While increasingly exhaustive access to media has delivered many benefits to the American way of life, this same heightened scrutiny has simultaneously imposed progressively greater obstacles to our personal privacy, thus presenting ethical challenges unique to the internet age. Privacy versus accessibility; secrecy versus convenience; the individual versus the greater virtual communities of the digital landscape. At first blush, these appear to be the fundamental poles around which the modern privacy debate circles, but they have only grown more multifaceted and complex as the technological paradigm perpetually shifts. When meditating on the give-and-take of ever-evolving technology, I am often reminded of a quote from George Orwell: ‘Every generation imagines itself to be more intelligent than the one that went before it, and wiser than the one that comes after it.’

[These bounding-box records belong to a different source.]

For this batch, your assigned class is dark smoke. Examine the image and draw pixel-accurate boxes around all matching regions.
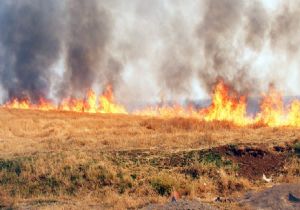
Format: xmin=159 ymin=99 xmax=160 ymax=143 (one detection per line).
xmin=270 ymin=3 xmax=300 ymax=56
xmin=63 ymin=0 xmax=120 ymax=95
xmin=197 ymin=0 xmax=260 ymax=92
xmin=0 ymin=0 xmax=61 ymax=100
xmin=0 ymin=0 xmax=300 ymax=103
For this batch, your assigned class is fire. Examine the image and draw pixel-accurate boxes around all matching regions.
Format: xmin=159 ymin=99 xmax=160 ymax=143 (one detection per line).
xmin=4 ymin=86 xmax=127 ymax=114
xmin=201 ymin=81 xmax=251 ymax=125
xmin=4 ymin=81 xmax=300 ymax=127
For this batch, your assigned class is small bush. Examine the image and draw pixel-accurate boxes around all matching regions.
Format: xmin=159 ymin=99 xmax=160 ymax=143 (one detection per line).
xmin=200 ymin=151 xmax=223 ymax=167
xmin=150 ymin=176 xmax=174 ymax=196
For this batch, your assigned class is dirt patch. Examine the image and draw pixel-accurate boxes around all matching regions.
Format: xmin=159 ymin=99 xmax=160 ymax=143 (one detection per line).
xmin=239 ymin=184 xmax=300 ymax=210
xmin=214 ymin=145 xmax=288 ymax=180
xmin=142 ymin=200 xmax=216 ymax=210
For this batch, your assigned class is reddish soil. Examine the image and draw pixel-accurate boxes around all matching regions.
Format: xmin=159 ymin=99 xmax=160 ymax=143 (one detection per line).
xmin=214 ymin=145 xmax=290 ymax=180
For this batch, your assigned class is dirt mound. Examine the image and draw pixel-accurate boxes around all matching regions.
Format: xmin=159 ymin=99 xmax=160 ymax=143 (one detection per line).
xmin=143 ymin=200 xmax=216 ymax=210
xmin=215 ymin=145 xmax=288 ymax=180
xmin=240 ymin=184 xmax=300 ymax=210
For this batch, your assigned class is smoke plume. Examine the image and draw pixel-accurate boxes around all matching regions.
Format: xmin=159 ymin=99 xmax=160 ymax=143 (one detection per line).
xmin=0 ymin=0 xmax=61 ymax=100
xmin=0 ymin=0 xmax=300 ymax=104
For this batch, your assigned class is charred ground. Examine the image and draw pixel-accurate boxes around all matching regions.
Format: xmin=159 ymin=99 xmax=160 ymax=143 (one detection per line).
xmin=0 ymin=109 xmax=300 ymax=208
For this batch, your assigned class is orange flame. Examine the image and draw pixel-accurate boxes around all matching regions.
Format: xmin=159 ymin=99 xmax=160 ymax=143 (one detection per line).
xmin=4 ymin=81 xmax=300 ymax=127
xmin=4 ymin=86 xmax=127 ymax=114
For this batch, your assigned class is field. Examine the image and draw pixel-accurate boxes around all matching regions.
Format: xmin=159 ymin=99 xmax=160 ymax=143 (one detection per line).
xmin=0 ymin=109 xmax=300 ymax=209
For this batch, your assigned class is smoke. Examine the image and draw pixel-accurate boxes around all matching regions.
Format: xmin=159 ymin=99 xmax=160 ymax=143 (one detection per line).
xmin=62 ymin=0 xmax=122 ymax=96
xmin=0 ymin=0 xmax=61 ymax=100
xmin=0 ymin=0 xmax=300 ymax=104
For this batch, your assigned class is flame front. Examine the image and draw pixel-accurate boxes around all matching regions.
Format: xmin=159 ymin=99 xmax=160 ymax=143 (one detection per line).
xmin=4 ymin=86 xmax=127 ymax=114
xmin=4 ymin=81 xmax=300 ymax=127
xmin=201 ymin=81 xmax=251 ymax=125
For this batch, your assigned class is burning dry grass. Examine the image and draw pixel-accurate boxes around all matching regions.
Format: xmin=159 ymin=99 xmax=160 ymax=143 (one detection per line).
xmin=0 ymin=109 xmax=300 ymax=209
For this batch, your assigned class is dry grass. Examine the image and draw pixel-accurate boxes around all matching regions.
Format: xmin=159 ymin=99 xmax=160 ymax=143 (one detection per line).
xmin=0 ymin=109 xmax=300 ymax=209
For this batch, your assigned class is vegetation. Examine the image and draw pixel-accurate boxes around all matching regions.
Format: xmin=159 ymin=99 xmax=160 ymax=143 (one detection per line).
xmin=0 ymin=110 xmax=300 ymax=209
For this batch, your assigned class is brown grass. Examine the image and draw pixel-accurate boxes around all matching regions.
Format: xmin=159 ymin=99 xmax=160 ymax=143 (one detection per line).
xmin=0 ymin=109 xmax=300 ymax=209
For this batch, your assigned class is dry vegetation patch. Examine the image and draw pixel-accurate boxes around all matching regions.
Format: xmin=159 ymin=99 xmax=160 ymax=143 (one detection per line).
xmin=0 ymin=109 xmax=300 ymax=209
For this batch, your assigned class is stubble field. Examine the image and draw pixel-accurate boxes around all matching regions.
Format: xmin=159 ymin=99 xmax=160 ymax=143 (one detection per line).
xmin=0 ymin=109 xmax=300 ymax=209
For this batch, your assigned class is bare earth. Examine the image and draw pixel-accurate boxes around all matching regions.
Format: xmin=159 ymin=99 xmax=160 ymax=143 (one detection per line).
xmin=0 ymin=109 xmax=300 ymax=209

Could it be, in perhaps the ultimate irony, that with every technological advancement, with every marvel of engineering that seemingly brings us closer together and rips down the very walls that once divided the world, that with every such step forward, we have become ever more guarded about our own personal boundaries and the information we are comfortable sharing with one another? And in doing so, do we in fact chip away at the very core of what makes for a civilized society, and in an even broader sense, the very notion of being human? For to be human is inherently to be social, and yet it is also to desire control. With the public domain seemingly encompassing a greater and greater volume of personal information, that control has been ceded. The so-called right to privacy, as it were, is no longer a right inasmuch as it is now a privilege, to be enjoyed until it is torn away at a moment’s notice. Conversely, we so often desire to break down that same right to privacy of our fellow human beings, shielding ourselves while exposing others, just as a snake devours its own tail. Perhaps the biggest question of all is whether privacy itself—at least in the traditional sense—even exists in today’s world, or if it is simply a relic of a past time that bears no more meaning or significance than Aristotelian physics or the idea of a geocentric universe. Simple answers to such queries do not exist, I’m afraid, but in exploring them, we can at the very least hold a mirror to society and possibly even to ourselves—and that is something I hope to accomplish with all of you here today.
How can you not respect this? Maybe this is EXACTLY how Marshawn really feels. And if so, the guy is right. And he absolutely has the right to not answer any questions if he chooses not to! As long as he’s handling his business on the field, why does it matter?